Delete duplicates from two lists (bash)-CodePudding

I have two lists containing absolute paths of all files in PWD.

I generated this list from using find "$(pwd)" -type f

List 1:

/home/ec2-user/eclipsebio_toolkit/scripts/get_gene_counts_for_miRNA_specific_chimeric.py
/home/ec2-user/eclipsebio_toolkit/scripts/get_gene_info_sample_comparisons.py
/home/ec2-user/eclipsebio_toolkit/scripts/get_miRNA_counts_for_gene_specific_chimeric.py
/home/ec2-user/eclipsebio_toolkit/scripts/get_mrna_lengths.py
/home/ec2-user/eclipsebio_toolkit/scripts/get_nonnegative_peaks.py
/home/ec2-user/eclipsebio_toolkit/scripts/get_peak_gene_ids_chimeric.py
/home/ec2-user/eclipsebio_toolkit/scripts/get_peak_gene_ids_w_output.py
/home/ec2-user/eclipsebio_toolkit/scripts/get_peaks_not_sig.py
/home/ec2-user/eclipsebio_toolkit/scripts/get_peaks_overlapping_chimeric_reads.py
/home/ec2-user/eclipsebio_toolkit/scripts/create_ribo_html_report.py

List 2:

/home/ec2-user/snakemake_eclip/scripts/count_reads_broadfeatures_frombamfi_SRmap.pl
/home/ec2-user/snakemake_eclip/scripts/create_html_report.py
/home/ec2-user/snakemake_eclip/scripts/create_idr_html_report.py
/home/ec2-user/snakemake_eclip/scripts/create_mapped_read_num.py
/home/ec2-user/snakemake_eclip/scripts/create_metagene_plot_from_saturations.py
/home/ec2-user/snakemake_eclip/scripts/create_metagene_plot_from_saturations_peaks.py
/home/ec2-user/snakemake_eclip/scripts/create_metagene_plot_from_saturations_reads.py
/home/ec2-user/snakemake_eclip/scripts/create_peak_norm_manifests.py
/home/ec2-user/snakemake_eclip/scripts/create_pureclip_html_report.py
/home/ec2-user/snakemake_eclip/scripts/create_ribo_html_report.py

I would like to find duplicate files between these two lists and then delete duplicate items only found in list 1 (rm from disk).

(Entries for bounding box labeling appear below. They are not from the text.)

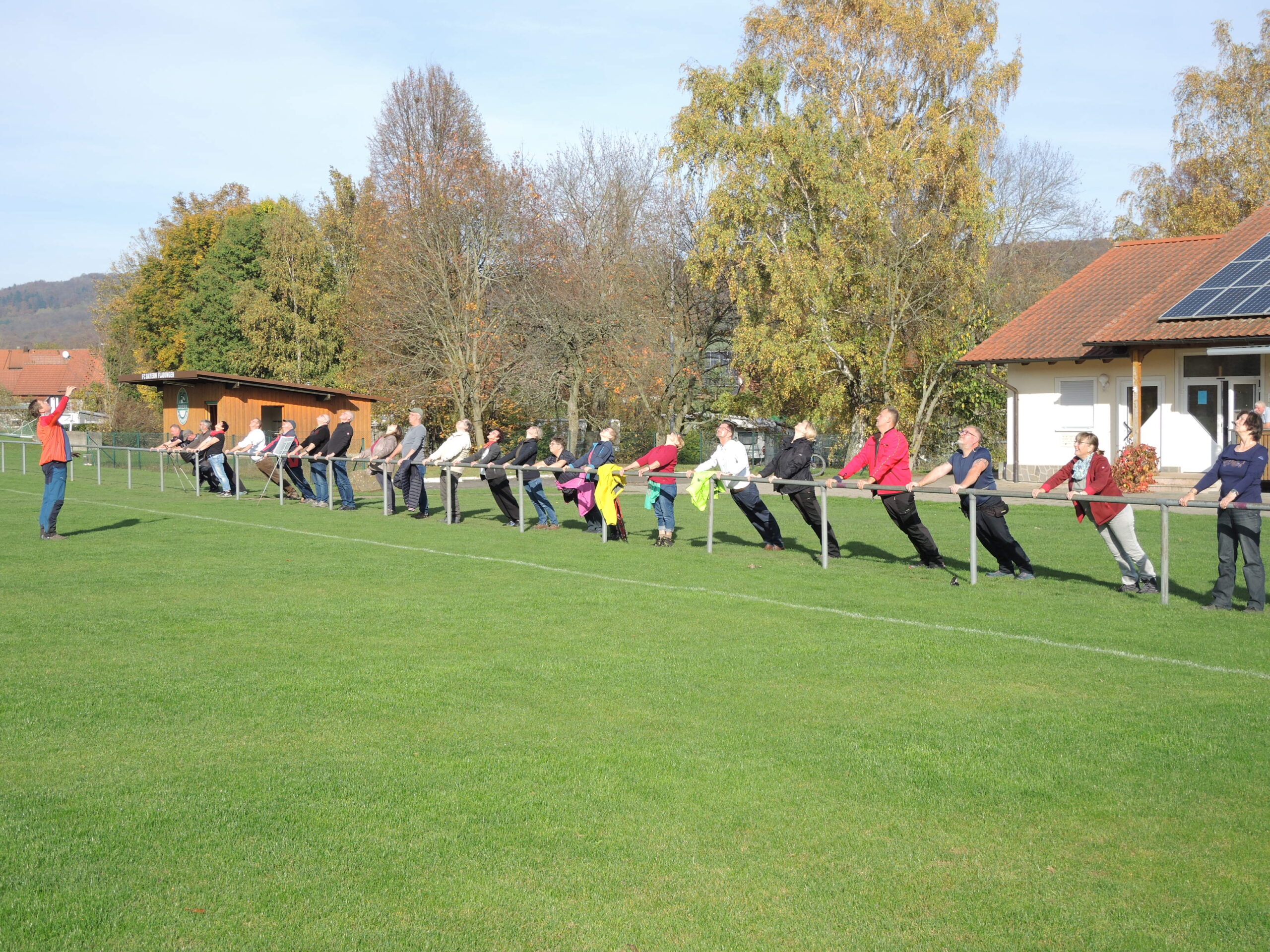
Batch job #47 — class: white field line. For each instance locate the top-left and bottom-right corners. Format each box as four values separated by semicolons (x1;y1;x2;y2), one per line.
4;489;1270;680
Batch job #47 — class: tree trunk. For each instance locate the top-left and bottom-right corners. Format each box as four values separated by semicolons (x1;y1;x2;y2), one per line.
568;377;581;453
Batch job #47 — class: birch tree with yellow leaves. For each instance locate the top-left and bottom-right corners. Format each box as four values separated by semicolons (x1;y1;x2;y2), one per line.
672;0;1021;459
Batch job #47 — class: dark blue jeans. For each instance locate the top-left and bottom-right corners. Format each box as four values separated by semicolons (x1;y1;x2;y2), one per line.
309;460;330;503
524;480;560;526
330;460;353;509
289;463;318;501
653;482;680;532
39;462;66;532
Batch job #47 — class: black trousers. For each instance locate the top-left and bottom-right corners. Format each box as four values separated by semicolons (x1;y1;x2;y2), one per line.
882;492;944;565
486;480;521;522
401;463;428;513
440;466;463;522
1213;509;1266;609
961;496;1031;573
789;486;839;558
732;482;785;548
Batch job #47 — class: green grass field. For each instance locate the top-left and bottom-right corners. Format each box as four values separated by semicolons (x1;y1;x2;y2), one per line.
0;462;1270;952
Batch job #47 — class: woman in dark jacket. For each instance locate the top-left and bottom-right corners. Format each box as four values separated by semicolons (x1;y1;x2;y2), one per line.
1177;413;1270;612
760;420;841;558
456;426;517;526
1032;433;1159;595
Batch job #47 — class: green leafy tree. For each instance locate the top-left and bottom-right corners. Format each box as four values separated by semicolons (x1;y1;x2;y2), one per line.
1115;10;1270;238
673;0;1020;457
234;199;344;383
178;200;276;373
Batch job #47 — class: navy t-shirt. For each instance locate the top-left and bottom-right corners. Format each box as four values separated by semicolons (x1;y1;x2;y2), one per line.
949;447;997;500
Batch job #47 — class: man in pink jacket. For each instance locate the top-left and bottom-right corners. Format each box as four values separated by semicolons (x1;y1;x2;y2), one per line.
838;406;944;569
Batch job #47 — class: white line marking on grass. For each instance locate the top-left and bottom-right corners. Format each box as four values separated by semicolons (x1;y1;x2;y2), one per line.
4;489;1270;680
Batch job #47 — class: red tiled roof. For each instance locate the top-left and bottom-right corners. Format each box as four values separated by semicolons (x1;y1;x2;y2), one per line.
961;236;1216;363
961;206;1270;363
0;348;105;399
1088;206;1270;344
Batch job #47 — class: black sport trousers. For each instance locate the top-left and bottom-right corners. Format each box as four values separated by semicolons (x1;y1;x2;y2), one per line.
486;480;521;522
789;486;839;558
732;482;785;548
401;463;428;513
961;496;1032;573
882;492;944;565
1213;509;1266;609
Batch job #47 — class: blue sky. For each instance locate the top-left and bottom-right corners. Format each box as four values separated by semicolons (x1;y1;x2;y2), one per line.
0;0;1264;287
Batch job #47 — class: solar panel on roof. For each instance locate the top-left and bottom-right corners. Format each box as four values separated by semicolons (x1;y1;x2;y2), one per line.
1159;235;1270;321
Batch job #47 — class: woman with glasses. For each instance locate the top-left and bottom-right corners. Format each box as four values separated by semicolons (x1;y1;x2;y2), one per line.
1177;413;1270;612
1032;433;1159;595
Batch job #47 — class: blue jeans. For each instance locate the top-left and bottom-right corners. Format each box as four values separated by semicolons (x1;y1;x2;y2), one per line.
330;460;353;509
309;460;330;503
39;462;66;532
524;480;560;526
207;453;234;492
653;482;680;532
289;463;318;503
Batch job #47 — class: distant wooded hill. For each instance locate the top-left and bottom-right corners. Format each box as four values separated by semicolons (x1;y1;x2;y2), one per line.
0;274;105;348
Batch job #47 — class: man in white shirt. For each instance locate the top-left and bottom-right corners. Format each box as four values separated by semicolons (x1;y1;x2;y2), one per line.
422;420;472;523
695;420;785;552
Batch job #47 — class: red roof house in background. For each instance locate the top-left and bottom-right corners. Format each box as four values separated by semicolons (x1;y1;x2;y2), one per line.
0;348;105;401
961;206;1270;480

I have tried using awk 'NR == FNR{ a[$0] = 1;next } !a[$0]' list1 list2 to delete items only found in list 1, but this does not take the absolute path into consideration.

CodePudding user response：

Your awk script is almost right,

awk -F / 'NR == FNR{ a[$NF] = 1;next } a[$NF]' file2 file1

CodePudding user response：

awk -F '/' '{print $NF}' list1 list2 \
| sort \
| uniq -d \
| xargs -I {} echo rm -v /home/ec2-user/eclipsebio_toolkit/scripts/{}

Output:

rm -v /home/ec2-user/eclipsebio_toolkit/scripts/create_ribo_html_report.py

If output looks okay, remove echo.

CodePudding user response：

awk -F'/' 'NR==FNR{ a[$NF]; next } $NF in a' file2 file1 | xargs rm

Always use the above key in a idiom for the second part of the script instead of a[key] as you were trying to do:

awk 'NR == FNR{ a[$0] = 1;next } !a[$0]' list1 list2

because what you're doing is wasting cycles and memory by storing 1 for every key that exists in your first file (a[$0] = 1) and then wasting more memory by storing every key from the 2nd file too with !a[key].

This doesn't require you to assign any value when populating a[key] and tests if key exists in a by a hash lookup without adding anything else to a[]:

key in a
!(key in a)

while this does require you to initially assign a non-zero value to a[key] and then the code below does a hash lookup of key in a[] and if that key doesn't exist adds an entry to a[] indexed by key and then tests if the value for that entry is non-zero:

a[key]
!a[key]

so just don't do that as it's a waste of time and memory.